Nielle is visiting and I have time to post right now because she is sleeping and D is trying to do a heroic run. I have been a bit of a shit while Nielle has been staying with me; logging on and playing leaving her unentertained, arguing things that aren't really that important... my general disinterest in doing anything. I really doubt it has been that fun for her. I kind of bet that she is wondering why she even came at all. We did go to the Renaissance Pleasure Faire at Santa Fe Dam yesterday. We got there before noon and walked around a little bit before trying to get some food. The food selection was pretty slim for vegetarians but they advertised corn on the cob and french fries. Ofcourse after waiting 10 minutes in line for corn the guy ahead
of me got the last ear and it made me pouty and pissy about the whole event. But then we took in some shows and I liked the Washing Well Wenches and the William Shakespeare ones. They were pretty funny. I had never been to Santa Fe Dam before and the area outside of the faire looked pretty nice. Of course it is tons of families and little kids. But the faire part is kind of like county fairs back home. Actually if you subtract the people dressed up than the atmosphere is much the same too. Oh now I am homesick. Anyway back to the faire. I saw a bunch of things that I wanted but I did NOT buy EVERYTHING. I did get a brown flagon that is currently full of cherry juice. I got Belle a present (that I won't mention here because she would pick today to read my stinking Vox). I got my sister a garland. She will probably destroy it almost immediately after getting it. I had a good time and I would probably go back sometime. I think next time I want to buy one of the hand blown glass ornaments. I am kicking myself today for not having got one so I will have to rectify that next time. Oh and I will watch the entire hand blown glass demoinstration. If I wasn't sure that it would be ungodly expensive I would find somewhere to take a class. I probably am too out of shape to do the blowing part of that too. No one make the dirty joke about how I can get into shape.On our way back we stopped in Westwood to take Nielle to Iso and then we went to Santa Monica to the Water Garden by D's work to see the baby duckies. Only the water was almost all gone and the baby duckies are stranded. I didn't like it much. The mom and dad were on the outside and the babies were on the bottom of the pool. They are too tiny to get out. The concierge assured me that they grow up fast and that the mom feeds them grass. Nielle, who knows the ins and outs of baby duckies, told me that they eat bugs and that the concierge woman was making shit up.:)
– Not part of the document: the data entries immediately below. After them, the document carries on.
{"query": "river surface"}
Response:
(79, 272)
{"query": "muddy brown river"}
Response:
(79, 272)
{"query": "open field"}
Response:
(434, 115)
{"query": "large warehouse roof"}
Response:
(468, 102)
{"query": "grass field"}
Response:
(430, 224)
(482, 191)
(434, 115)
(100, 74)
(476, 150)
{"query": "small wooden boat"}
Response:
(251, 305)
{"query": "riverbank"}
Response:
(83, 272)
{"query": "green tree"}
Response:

Now Nielle is sitting here looking at me while I post so I already feel bad about being a little shit so I will leave this post with a comment to the fact that I miss Anya like crazy while I am doing things irl. Soon I will be back to playing and we can do a bunch of exploration places!
Oh my I am weeks behind in updating. I kind of feel like parts of my life are being failed. My apartment is a disaster area. My email commitments have gone to hell. I don't eat properly... okay I have never done that but still. For a while in January I was getting my shit together and now I am worse than ever. I am making a promise right now to post a Vox at least twice a week. Even if nothing new is happening. I can post how nothing ever strikes me as noteworthy. Oh! See? Now that is a lie. Things are noteworthy, I just always feel silly for what is of note to me. So on with this.
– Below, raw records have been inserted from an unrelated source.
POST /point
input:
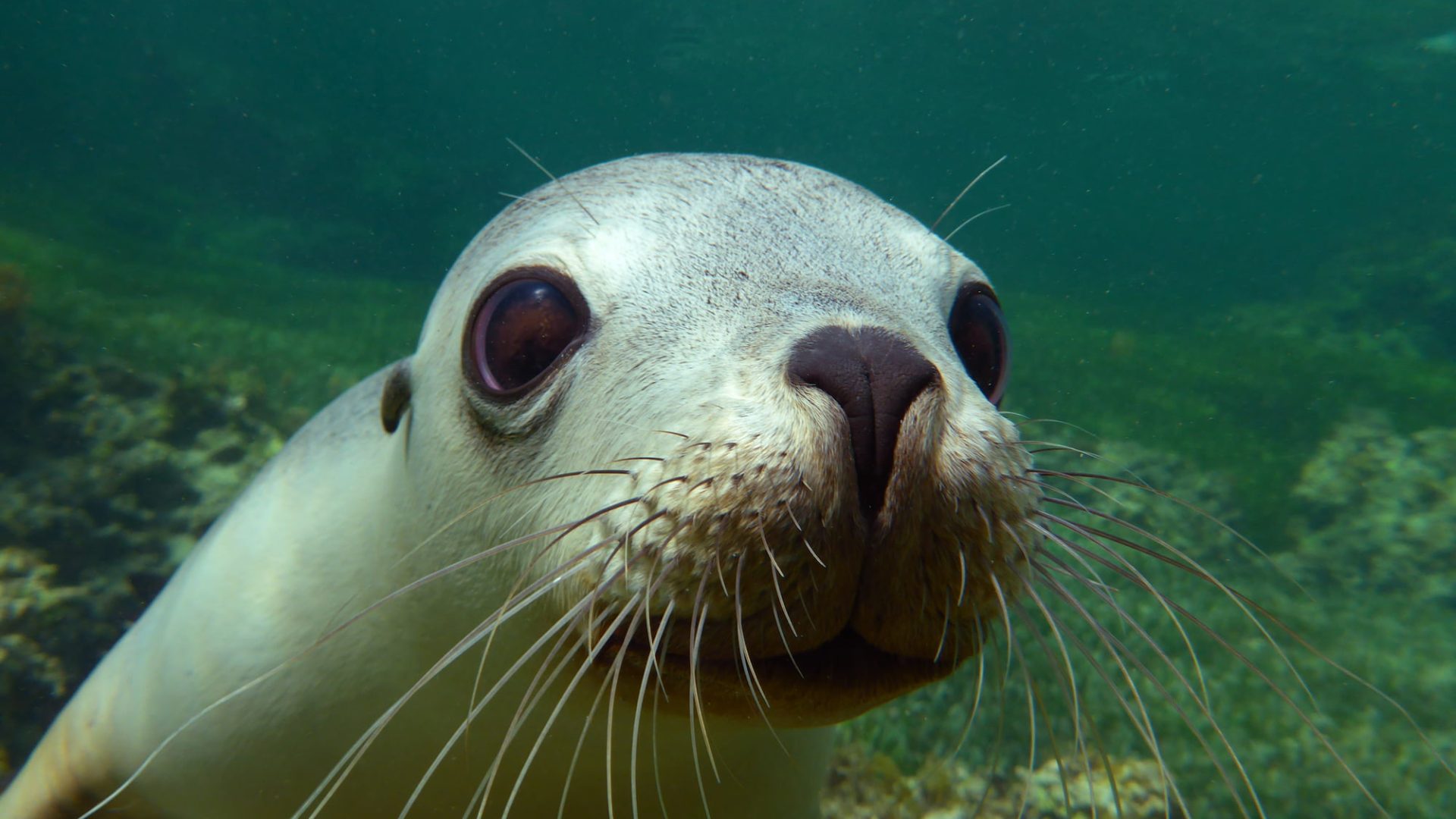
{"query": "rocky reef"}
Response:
(108, 477)
(1378, 512)
(865, 784)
Last week City of Glass came out and I devoured it. Hard to believe The Mortal Instruments is over. I loved COG. There were a few places that I almost threw the book and I did scream at it some. The first half with all the Simon stuff when it was my last Jace book, annoyed. I felt so bad for Jace through out though. He more so than Clary. He's my favorite character of the three books. But I am having a hard time not writing anything that would spoil D who hasn't read it yet. I think that after he does I may have to write a play by play, chapter by chapter synopsis. For now it's a new tattoo I can't scratch.
So I think a good illustration of where my mind has been... last week I went 5 days without checking email and 3 without looking at my phone and Belle sent a message that there was a How To Be screener at the Burbank International Film Festival but I got it late and told her we wouldn't be able to go. D told me we were going and I was like what is he talking about... How To Be isn't being released. It was like I was resistant to believing or something. So I went on not connecting any of the pieces and found out late Saturday that we were meeting Belle and Susan at the screener and that we were all going. I enjoyed it. It has Robert Pattinson in it. It's about the neurotic musician who blames his parents for everything that is wrong with his life. He gets a self help guru to come to London from Canada to personally instruct him on how to have a better life and in the course of it everything falls a part. It's funny but awkward and pathetic at times. It will be screening in May again at First Glance Hollywood Film Festival and I would like to go see it again. I hope it gets released. I think Ronny was my favorite. Yeah.
So I have ebeen the world's worst BSG fan. I don't know what is up with me. I watched two eps and then got really stubborn. But no more. I have a plan. Nielle will be here visiting next month and we are watching all 10 eps. We can watch them 2 at a time and still have time for the Ren Faire and Salton Sea or San Juan Capistrano. I am making lots of plans for when she is here. I would take the car and drive her to some of the places alone.... but I can't handle the stress of driving anymore. Especially not in LA. So we will be stuck to the whim of D. Oh and I have to take her to Scoops for vegan ice cream for the win!
I am ruined! You know it was a bad habit that I had for years where I typed all in lower case without punctuation... 2 months into playing WoW and it exists again. It took almost a year to learn to write properly. So it's with a concerted effort that I have typed this entry. I have a role model though. I want to type like Terun. He doesn't type like a jackass at all. I think I'll just slow myself down and make sure that everything I type from now on is pretty and understandable.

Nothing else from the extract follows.